Luckily for me, I don’t need to rely on the cyber world in order to simulate real-life sex. That is because I move among a higher plane of devilishly decadent lycra-clad dyevushki, whom I spot the minute they arrive with their foreign cars glistening under the orange Moscow streetlamps in front of clubs with names like Tsirk, Garazh, Club XIII, and Galereya. If anything, I am battling with a Maheshwari-made virus of over-satiation. Just in the past two weeks, I have slept with two model-level girls, made out with some sluttier but very, very cute young high school girls in the back of Propaganda, and I’ve had to turn away several more girls, including a super-model babe from Omsk named Masha, who I met when I was on assignment there for a story for Maxim magazine. I spent four insane days marked by the fricative of friction with Masha, but when it was over, I knew our romance had to end. For I am an Epidermian hedonist, a loyal follower of the ancient Roman philosopher Epidermus, who opined that the path to happiness leads through the aqueducts of sins of the flesh, while the Kuma Satra had an indelible impression upon me while I twirled through the innocent adventures of youth.

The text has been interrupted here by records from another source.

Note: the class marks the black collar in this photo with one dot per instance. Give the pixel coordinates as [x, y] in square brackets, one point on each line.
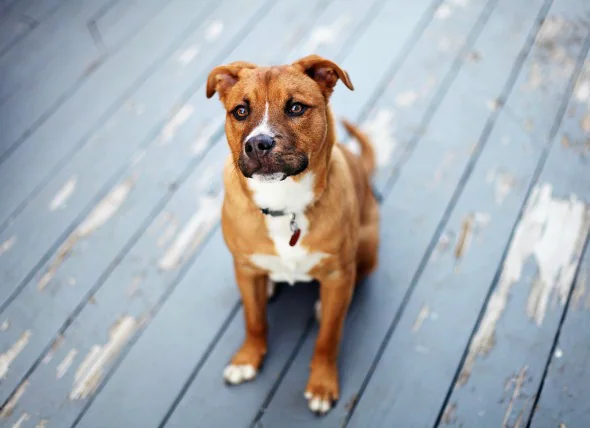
[273, 213]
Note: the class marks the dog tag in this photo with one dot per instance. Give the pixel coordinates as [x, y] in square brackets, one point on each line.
[296, 231]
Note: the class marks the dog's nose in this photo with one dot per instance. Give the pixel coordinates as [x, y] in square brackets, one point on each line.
[259, 145]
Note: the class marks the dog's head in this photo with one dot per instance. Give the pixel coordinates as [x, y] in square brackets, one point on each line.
[277, 117]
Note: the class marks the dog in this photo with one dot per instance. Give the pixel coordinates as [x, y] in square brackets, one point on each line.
[298, 206]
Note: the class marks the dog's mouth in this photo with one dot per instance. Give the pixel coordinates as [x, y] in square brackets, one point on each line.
[273, 167]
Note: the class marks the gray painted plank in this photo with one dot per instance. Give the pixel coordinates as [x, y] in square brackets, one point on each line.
[143, 395]
[159, 167]
[425, 185]
[111, 146]
[172, 314]
[22, 19]
[522, 316]
[207, 379]
[62, 212]
[421, 357]
[564, 398]
[80, 49]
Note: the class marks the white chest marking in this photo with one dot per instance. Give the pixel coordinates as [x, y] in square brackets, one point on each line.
[290, 264]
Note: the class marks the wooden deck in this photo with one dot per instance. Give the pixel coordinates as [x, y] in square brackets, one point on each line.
[118, 306]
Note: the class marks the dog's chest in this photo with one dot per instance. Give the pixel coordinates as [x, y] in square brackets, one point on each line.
[290, 263]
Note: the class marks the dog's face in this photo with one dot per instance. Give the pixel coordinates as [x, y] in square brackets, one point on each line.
[276, 116]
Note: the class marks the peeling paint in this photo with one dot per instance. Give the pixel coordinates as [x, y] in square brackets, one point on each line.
[422, 315]
[66, 363]
[103, 211]
[91, 370]
[193, 232]
[503, 182]
[10, 355]
[63, 194]
[203, 140]
[214, 30]
[188, 55]
[7, 245]
[443, 12]
[10, 405]
[326, 34]
[24, 417]
[181, 116]
[380, 130]
[470, 226]
[551, 232]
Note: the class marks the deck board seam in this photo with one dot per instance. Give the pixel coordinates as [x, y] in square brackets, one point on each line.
[535, 176]
[564, 314]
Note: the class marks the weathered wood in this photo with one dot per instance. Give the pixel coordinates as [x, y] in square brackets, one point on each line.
[421, 356]
[74, 189]
[563, 401]
[22, 18]
[69, 62]
[159, 168]
[506, 359]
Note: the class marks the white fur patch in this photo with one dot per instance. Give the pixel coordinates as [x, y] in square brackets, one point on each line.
[263, 128]
[291, 264]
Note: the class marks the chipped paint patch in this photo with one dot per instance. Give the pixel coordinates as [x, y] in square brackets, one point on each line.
[214, 30]
[24, 417]
[203, 140]
[7, 245]
[470, 227]
[188, 55]
[10, 355]
[516, 393]
[63, 194]
[105, 209]
[66, 363]
[326, 35]
[551, 232]
[406, 99]
[422, 315]
[503, 182]
[91, 370]
[443, 12]
[10, 405]
[380, 130]
[181, 116]
[193, 232]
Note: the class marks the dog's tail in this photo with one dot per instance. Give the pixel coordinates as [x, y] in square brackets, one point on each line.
[367, 154]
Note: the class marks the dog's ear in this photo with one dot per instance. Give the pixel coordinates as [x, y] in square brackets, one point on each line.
[325, 72]
[223, 77]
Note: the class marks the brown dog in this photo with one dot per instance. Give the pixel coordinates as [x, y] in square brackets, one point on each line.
[297, 205]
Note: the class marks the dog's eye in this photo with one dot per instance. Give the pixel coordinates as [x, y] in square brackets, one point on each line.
[296, 109]
[241, 112]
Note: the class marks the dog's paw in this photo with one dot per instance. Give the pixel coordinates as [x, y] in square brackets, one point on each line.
[234, 374]
[317, 307]
[322, 390]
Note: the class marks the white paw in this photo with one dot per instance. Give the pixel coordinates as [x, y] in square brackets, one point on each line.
[236, 374]
[317, 307]
[317, 405]
[271, 288]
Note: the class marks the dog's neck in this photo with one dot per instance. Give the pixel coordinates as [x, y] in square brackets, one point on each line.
[295, 194]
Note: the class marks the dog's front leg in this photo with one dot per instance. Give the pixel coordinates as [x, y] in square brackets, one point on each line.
[246, 362]
[323, 386]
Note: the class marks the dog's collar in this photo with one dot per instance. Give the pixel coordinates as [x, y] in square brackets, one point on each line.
[296, 232]
[273, 213]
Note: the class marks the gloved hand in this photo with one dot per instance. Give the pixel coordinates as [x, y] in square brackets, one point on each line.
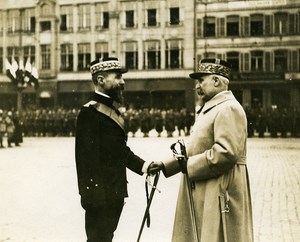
[155, 167]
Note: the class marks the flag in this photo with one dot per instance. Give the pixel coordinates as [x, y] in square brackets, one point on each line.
[9, 71]
[28, 69]
[34, 78]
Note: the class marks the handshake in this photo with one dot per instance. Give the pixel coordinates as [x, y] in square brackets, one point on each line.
[155, 167]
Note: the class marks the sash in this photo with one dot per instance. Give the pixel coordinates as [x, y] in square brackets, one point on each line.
[108, 111]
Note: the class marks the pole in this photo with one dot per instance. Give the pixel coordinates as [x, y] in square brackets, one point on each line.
[146, 214]
[182, 158]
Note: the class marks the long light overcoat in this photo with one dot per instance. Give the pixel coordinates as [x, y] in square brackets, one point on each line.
[218, 174]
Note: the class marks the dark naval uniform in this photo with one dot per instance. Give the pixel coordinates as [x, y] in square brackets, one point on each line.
[102, 156]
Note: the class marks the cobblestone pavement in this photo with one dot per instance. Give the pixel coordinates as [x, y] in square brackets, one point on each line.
[40, 203]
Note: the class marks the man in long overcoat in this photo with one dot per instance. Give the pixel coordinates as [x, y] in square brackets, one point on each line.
[102, 154]
[219, 202]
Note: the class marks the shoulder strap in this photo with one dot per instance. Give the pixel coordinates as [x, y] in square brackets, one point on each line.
[102, 108]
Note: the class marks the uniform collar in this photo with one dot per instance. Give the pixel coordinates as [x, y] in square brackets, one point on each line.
[217, 99]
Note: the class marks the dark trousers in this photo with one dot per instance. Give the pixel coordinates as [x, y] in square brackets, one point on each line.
[101, 222]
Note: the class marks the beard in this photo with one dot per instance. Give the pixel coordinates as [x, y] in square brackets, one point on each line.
[116, 93]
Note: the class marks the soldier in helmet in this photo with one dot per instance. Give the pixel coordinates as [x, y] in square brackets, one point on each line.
[2, 128]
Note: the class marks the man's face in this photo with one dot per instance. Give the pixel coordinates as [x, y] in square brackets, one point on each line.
[113, 85]
[205, 87]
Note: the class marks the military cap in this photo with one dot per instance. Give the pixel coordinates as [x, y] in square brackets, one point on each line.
[106, 64]
[212, 66]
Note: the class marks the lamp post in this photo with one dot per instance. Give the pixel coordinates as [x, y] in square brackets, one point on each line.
[21, 77]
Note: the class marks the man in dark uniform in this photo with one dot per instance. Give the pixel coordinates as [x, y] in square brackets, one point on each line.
[102, 154]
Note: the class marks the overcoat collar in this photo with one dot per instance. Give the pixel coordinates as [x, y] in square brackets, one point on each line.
[217, 99]
[102, 99]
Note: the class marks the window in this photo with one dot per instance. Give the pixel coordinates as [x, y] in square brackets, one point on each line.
[268, 24]
[66, 18]
[129, 18]
[46, 10]
[294, 61]
[84, 17]
[105, 20]
[152, 55]
[13, 21]
[151, 13]
[29, 20]
[199, 28]
[29, 54]
[293, 23]
[174, 16]
[46, 57]
[84, 56]
[232, 26]
[280, 60]
[131, 55]
[66, 60]
[257, 60]
[101, 50]
[209, 26]
[173, 54]
[256, 25]
[102, 16]
[233, 59]
[45, 26]
[281, 23]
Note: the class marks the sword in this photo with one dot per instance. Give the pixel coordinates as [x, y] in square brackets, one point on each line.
[182, 158]
[149, 200]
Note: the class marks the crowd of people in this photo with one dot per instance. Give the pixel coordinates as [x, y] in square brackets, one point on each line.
[61, 122]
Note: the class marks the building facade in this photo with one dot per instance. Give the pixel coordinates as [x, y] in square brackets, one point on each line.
[159, 41]
[154, 39]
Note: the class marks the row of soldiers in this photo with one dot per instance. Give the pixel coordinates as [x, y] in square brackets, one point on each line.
[62, 122]
[11, 128]
[59, 122]
[274, 121]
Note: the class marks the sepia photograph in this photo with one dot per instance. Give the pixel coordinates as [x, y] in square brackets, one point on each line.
[149, 121]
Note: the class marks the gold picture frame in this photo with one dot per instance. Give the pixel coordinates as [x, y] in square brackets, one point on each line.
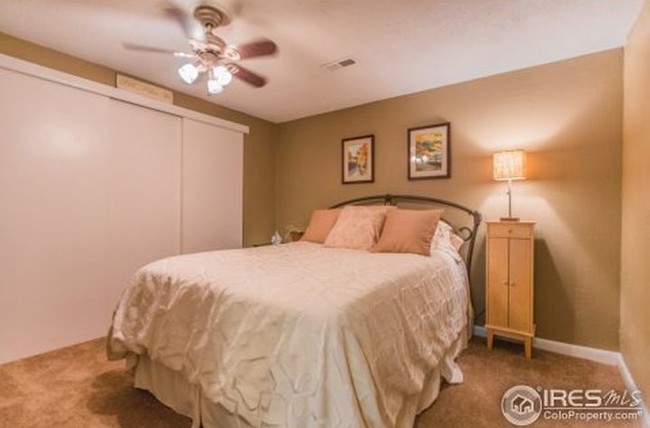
[358, 159]
[429, 152]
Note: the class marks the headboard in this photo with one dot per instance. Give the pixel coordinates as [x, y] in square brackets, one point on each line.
[465, 221]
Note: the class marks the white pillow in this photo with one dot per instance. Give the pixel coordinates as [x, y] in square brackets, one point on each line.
[445, 239]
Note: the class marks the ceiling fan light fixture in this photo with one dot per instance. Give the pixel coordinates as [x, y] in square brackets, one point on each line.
[222, 75]
[188, 73]
[214, 87]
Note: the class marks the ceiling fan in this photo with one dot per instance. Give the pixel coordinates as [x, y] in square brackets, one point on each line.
[210, 55]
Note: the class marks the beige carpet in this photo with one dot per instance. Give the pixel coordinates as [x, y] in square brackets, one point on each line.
[77, 387]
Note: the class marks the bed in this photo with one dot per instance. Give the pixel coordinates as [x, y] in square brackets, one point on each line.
[300, 334]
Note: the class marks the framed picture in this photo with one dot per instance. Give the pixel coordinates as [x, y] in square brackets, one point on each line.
[429, 152]
[358, 159]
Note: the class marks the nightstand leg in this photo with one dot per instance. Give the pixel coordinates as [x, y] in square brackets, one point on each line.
[528, 347]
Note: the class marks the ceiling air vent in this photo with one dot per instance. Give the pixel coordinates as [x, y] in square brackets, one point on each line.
[337, 65]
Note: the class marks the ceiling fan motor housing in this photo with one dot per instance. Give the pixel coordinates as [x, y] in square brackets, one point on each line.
[211, 17]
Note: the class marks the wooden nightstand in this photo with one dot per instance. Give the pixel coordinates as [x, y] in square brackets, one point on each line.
[509, 282]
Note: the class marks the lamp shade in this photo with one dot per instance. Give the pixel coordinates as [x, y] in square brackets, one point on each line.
[509, 165]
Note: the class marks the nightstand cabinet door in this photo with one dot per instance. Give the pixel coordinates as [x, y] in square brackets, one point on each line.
[509, 280]
[520, 299]
[497, 279]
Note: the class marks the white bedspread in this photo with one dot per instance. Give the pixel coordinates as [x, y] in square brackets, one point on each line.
[298, 335]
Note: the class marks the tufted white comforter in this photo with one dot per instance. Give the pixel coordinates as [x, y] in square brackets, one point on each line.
[299, 335]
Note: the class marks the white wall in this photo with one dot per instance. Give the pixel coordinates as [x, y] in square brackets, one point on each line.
[90, 189]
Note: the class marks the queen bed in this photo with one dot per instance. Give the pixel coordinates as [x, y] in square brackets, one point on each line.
[302, 334]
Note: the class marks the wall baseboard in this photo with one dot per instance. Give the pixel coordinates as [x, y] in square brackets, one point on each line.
[611, 358]
[631, 386]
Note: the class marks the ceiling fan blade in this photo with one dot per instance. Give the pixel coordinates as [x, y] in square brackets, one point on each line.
[142, 48]
[184, 20]
[247, 76]
[251, 50]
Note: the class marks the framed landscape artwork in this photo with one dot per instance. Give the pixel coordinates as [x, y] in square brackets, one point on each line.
[429, 152]
[358, 163]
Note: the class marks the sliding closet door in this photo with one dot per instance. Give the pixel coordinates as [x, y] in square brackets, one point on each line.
[212, 187]
[143, 193]
[89, 191]
[53, 179]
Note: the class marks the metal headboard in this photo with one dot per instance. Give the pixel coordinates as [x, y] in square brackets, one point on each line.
[466, 232]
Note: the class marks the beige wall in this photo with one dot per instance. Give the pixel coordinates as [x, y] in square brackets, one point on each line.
[258, 145]
[635, 247]
[566, 114]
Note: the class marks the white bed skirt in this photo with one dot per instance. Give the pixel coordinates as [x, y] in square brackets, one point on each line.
[172, 389]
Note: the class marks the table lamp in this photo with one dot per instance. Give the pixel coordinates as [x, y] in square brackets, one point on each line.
[509, 165]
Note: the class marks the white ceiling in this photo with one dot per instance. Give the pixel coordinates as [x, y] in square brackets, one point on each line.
[401, 46]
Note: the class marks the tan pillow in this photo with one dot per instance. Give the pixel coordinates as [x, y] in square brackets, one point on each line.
[358, 227]
[320, 224]
[408, 231]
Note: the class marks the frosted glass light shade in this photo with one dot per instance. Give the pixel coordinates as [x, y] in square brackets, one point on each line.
[509, 165]
[214, 87]
[188, 73]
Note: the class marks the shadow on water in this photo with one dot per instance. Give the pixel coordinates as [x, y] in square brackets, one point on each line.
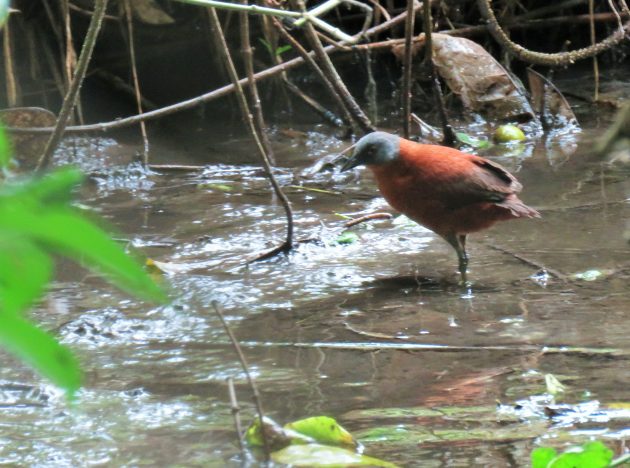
[376, 332]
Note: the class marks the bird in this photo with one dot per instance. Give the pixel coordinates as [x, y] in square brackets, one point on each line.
[450, 192]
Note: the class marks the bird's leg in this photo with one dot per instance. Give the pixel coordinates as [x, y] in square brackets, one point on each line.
[459, 244]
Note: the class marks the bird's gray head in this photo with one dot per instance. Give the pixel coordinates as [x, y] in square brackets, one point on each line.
[375, 148]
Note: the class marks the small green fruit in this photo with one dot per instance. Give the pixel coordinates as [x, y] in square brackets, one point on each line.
[507, 133]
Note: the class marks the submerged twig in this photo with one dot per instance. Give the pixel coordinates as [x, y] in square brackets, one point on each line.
[530, 262]
[73, 91]
[407, 63]
[370, 217]
[236, 416]
[249, 122]
[241, 357]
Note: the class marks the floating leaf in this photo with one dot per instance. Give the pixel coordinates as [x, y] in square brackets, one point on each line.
[472, 141]
[277, 436]
[42, 351]
[324, 455]
[508, 133]
[588, 275]
[322, 429]
[219, 187]
[347, 237]
[541, 456]
[554, 386]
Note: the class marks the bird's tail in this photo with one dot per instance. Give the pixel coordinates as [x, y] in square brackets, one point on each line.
[518, 208]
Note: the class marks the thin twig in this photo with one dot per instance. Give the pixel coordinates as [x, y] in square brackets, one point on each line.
[73, 91]
[71, 55]
[447, 130]
[539, 58]
[329, 70]
[211, 95]
[248, 58]
[249, 122]
[313, 64]
[530, 262]
[236, 416]
[241, 357]
[9, 71]
[136, 82]
[591, 12]
[407, 63]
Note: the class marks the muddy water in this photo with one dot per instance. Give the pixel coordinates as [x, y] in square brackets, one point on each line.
[376, 333]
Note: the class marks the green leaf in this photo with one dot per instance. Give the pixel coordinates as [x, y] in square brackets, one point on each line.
[554, 386]
[25, 269]
[324, 455]
[277, 436]
[542, 456]
[347, 237]
[282, 49]
[590, 455]
[266, 44]
[5, 143]
[322, 429]
[472, 141]
[507, 133]
[66, 232]
[42, 351]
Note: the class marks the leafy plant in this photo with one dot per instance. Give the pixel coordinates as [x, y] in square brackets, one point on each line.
[590, 455]
[37, 221]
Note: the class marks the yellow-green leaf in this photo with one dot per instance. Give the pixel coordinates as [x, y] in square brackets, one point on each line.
[324, 455]
[323, 429]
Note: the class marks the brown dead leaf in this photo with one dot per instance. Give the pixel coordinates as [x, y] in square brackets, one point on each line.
[548, 101]
[482, 84]
[28, 147]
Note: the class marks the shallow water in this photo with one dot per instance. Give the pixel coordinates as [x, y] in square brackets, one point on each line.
[376, 333]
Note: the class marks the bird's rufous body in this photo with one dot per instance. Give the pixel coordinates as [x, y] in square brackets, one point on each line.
[448, 191]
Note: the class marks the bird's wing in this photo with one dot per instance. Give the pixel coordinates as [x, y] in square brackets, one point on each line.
[483, 181]
[495, 177]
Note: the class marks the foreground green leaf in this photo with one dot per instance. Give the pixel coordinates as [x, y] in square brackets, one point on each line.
[590, 455]
[42, 351]
[64, 231]
[25, 270]
[324, 455]
[5, 144]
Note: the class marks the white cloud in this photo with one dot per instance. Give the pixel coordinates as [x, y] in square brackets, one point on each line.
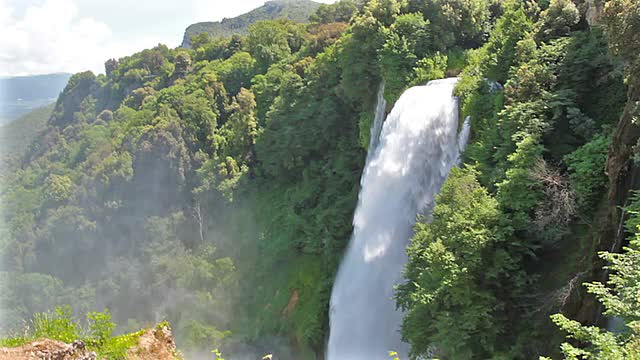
[50, 36]
[46, 36]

Lately, I’ve been working hard on my novel-in-progress, The Brahmin of Tallinn, which combines the same sort of post-modern wordplay that I’ve become known for (one of the editors for The New Yorker and the deputy editor of Granta have both told me that I’m very talented), notwithstanding a sort of identity/emigre/Lazarus thing that I think is really big right now with publishers. The narrator is sort of like me, relating his adventures with various beautiful model-like girls in the Baltics, moving between cultures, back and forth in time, through language, space and back to the flesh.

If Club Virus is a novel-in-progress, then it is still searching for its modus vivendi. I remember its opening night when all of the cool Moscow raver youth packed inside, always desperate to go to where the next big thing is. But the owners decided that they didn’t want the molodyozh and the eye-expanding vitamins that they’re so well known for. Instead, they tried to go for the Galereya crowd, which was a mistake. Since I am part of Moscow’s beau monde, I know this to be a fact. I hang out with them and participate in their deliciously decadent desiderata.

One nice thing was the VIP room, where I was one of only three people allowed in. Out on the plebian dance floor, blues wash over whites, while stomach-twirling lights glean and glisten above, and projectors create a Dadaist atmosphere by projecting onto the blank walls. Girls in their late 20s danced alone while looking in the mirrors as they gyrated their hips. One of them was clearly trying to catch my attention, so I sidled up behind her and, clutching tightly to her hips, made a move. She wouldn’t make out with me, but I think that’s because she was a lesbian.